According to the Investor (relying on the test for early-stage projects from Vivendi v Argentina [II]), a willing buyer would have paid a price for the project calculated by the DCF method. The Tribunal concluded that the DCF method was not appropriate. The Tribunal pointed to the problems a hypothetical purchaser would have faced if interested in purchasing the Santa Ana project, such as: the project was at an early stage and had not received many governmental and environmental permits; the project faced opposition from local communities which would have made it hard to obtain the necessary social license to operate; and no track record of successful operation in the same area existed. Those facts for the Tribunal meant that a DCF approach would be too speculative for this case.
The Tribunal therefore adopted a cost approach methodology and awarded damages for the costs incurred in the development of the project prior to the issuance of Decree 032, totaling around US$ 18 million.
- Investor’s relationship with local communities
One of Respondent’s illegality allegations was that the Santa Ana Project lacked a social license to build and operate in Peru and that the Investor had contributed to the social unrest and therefore to the issuance of Decree 032. The majority of the Tribunal found that Peru had not met its burden to show a causal link between the social unrest and the Investor’s operations, and dismissed all illegality related allegations.
However, Prof. Philippe Sands QC (arbitrator appointed by the Respondent) disagreed. In his Dissenting Opinion, Prof. Sands appealed to the ILO Convention 169 to assess whether all the rights of the local communities located in the nearby areas of the Santa Ana project were given sufficient effect. In his analysis of the evidence presented by the parties, Prof. Sands concluded that a possible explanation for the adverse responses of certain communities to the Investor’s project could be that the Investor did not engage the trust of all potentially affected communities and that even if the Investor was on notice of those numerous communities, it failed to take the appropriate steps to address the concerns of those communities (¶ 19).
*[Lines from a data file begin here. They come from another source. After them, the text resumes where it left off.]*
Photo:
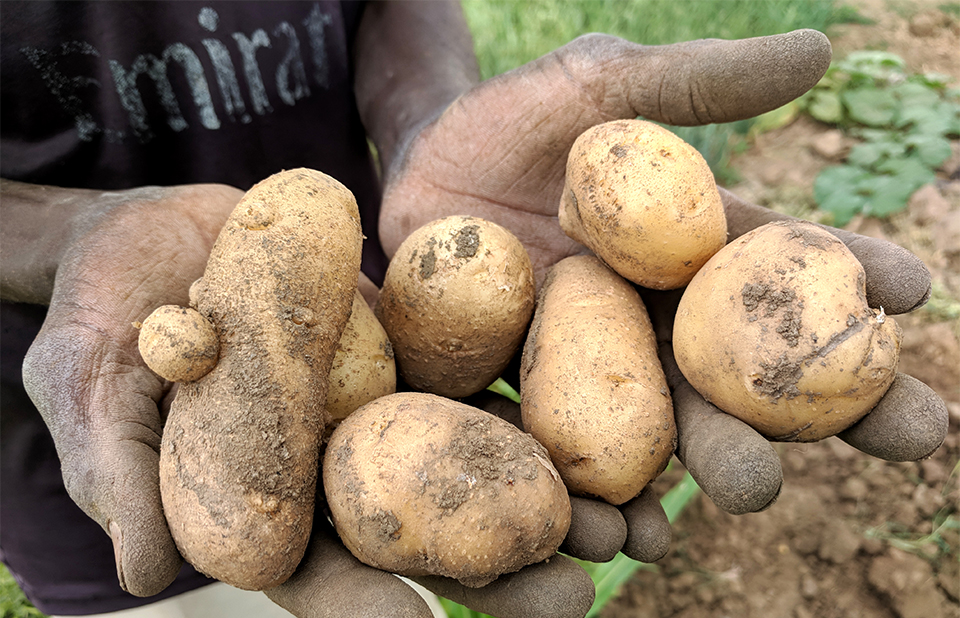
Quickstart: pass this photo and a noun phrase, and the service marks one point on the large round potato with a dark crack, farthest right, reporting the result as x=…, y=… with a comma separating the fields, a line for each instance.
x=776, y=330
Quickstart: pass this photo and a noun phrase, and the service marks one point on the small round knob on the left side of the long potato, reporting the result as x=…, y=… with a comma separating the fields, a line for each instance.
x=178, y=343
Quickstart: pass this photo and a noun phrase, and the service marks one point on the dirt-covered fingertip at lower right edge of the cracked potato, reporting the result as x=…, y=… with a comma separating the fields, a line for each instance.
x=909, y=423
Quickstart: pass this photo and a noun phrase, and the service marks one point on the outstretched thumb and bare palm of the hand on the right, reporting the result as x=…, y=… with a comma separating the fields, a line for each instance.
x=499, y=151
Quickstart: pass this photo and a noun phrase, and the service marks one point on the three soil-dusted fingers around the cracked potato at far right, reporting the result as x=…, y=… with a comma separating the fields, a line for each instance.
x=736, y=466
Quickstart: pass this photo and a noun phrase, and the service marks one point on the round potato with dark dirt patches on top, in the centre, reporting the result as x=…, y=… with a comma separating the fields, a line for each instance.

On this point, Prof. Sands would have reduced the amount of damages awarded to the Investor by one half for its contribution to the events that led to the issuance of Decree 032.
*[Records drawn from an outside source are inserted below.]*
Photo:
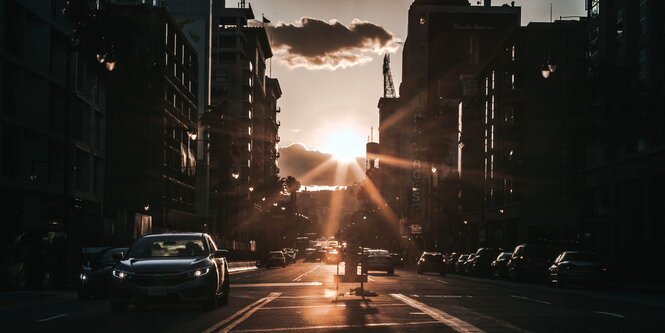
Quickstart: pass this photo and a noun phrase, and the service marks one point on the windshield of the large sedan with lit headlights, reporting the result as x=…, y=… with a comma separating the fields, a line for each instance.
x=168, y=246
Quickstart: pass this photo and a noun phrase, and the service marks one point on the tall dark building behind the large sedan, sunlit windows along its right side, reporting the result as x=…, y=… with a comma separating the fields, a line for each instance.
x=151, y=157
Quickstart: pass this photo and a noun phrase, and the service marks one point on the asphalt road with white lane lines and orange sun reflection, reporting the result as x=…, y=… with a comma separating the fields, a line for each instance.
x=303, y=298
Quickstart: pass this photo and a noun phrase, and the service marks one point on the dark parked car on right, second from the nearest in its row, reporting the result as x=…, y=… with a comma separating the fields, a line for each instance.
x=530, y=261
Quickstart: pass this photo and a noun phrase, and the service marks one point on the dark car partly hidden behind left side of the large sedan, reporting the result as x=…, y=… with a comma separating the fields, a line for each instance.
x=96, y=269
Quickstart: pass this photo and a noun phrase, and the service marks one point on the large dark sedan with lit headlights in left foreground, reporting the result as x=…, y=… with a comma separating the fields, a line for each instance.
x=182, y=267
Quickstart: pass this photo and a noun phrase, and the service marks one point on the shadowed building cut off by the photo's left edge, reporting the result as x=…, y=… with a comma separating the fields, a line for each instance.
x=52, y=144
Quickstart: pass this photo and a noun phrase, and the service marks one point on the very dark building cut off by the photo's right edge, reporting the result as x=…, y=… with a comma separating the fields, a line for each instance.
x=625, y=160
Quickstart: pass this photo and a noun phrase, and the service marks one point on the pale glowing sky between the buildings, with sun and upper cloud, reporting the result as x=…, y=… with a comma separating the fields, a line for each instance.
x=328, y=59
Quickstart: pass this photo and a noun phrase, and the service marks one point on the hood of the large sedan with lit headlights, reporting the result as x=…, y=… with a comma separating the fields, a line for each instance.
x=162, y=265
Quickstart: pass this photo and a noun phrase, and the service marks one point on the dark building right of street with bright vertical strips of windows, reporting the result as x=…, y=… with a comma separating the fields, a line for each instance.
x=520, y=135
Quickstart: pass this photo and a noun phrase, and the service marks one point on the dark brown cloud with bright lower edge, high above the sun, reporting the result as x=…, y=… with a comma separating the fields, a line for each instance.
x=316, y=44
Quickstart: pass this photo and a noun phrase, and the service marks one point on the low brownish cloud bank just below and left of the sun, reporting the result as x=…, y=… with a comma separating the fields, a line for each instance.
x=296, y=160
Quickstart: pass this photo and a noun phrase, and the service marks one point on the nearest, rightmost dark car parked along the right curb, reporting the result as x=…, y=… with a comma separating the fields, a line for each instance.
x=577, y=267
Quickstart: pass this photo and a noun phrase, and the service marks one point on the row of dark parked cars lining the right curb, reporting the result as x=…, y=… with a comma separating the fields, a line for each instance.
x=530, y=262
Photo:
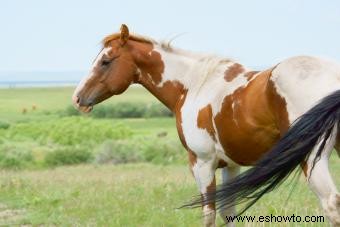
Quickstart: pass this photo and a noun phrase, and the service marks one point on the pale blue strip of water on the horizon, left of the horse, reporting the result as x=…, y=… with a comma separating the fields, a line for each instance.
x=40, y=79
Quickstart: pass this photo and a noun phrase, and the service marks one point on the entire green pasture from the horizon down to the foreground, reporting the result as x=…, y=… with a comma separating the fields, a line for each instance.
x=39, y=186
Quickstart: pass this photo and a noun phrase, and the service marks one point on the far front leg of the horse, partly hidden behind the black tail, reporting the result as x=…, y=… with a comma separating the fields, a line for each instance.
x=228, y=173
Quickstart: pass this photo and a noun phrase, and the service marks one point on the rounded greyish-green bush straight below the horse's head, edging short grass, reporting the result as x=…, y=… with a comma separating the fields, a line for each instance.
x=116, y=152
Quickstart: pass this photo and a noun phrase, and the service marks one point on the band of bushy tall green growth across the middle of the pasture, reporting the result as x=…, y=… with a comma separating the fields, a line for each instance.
x=74, y=140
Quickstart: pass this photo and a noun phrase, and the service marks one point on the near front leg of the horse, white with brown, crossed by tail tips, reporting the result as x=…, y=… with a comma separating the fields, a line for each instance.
x=204, y=173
The approach taken by Prof. Sands is interesting in light of the increasing number of cases dealing with the interaction of investment protection and rights of indigenous communities. Other recent examples include, Álvarez y Marín Corporación S.A. and others v Panama (involving claims of invasion of the investors’ properties by indigenous groups) and South American Silver Limited v Bolivia (involving claims of investor misconduct in its relationship with neighboring local communities to a mining project).
Finally, on a curious note, notwithstanding this dispute, Bear Creek Mining will keep doing business in Peru developing other project. The company’s official press release after the award states that Bear Creek “look[s] forward to accelerating the advancement of our Corani project in conjunction with the Government of Peru and the Corani communities.”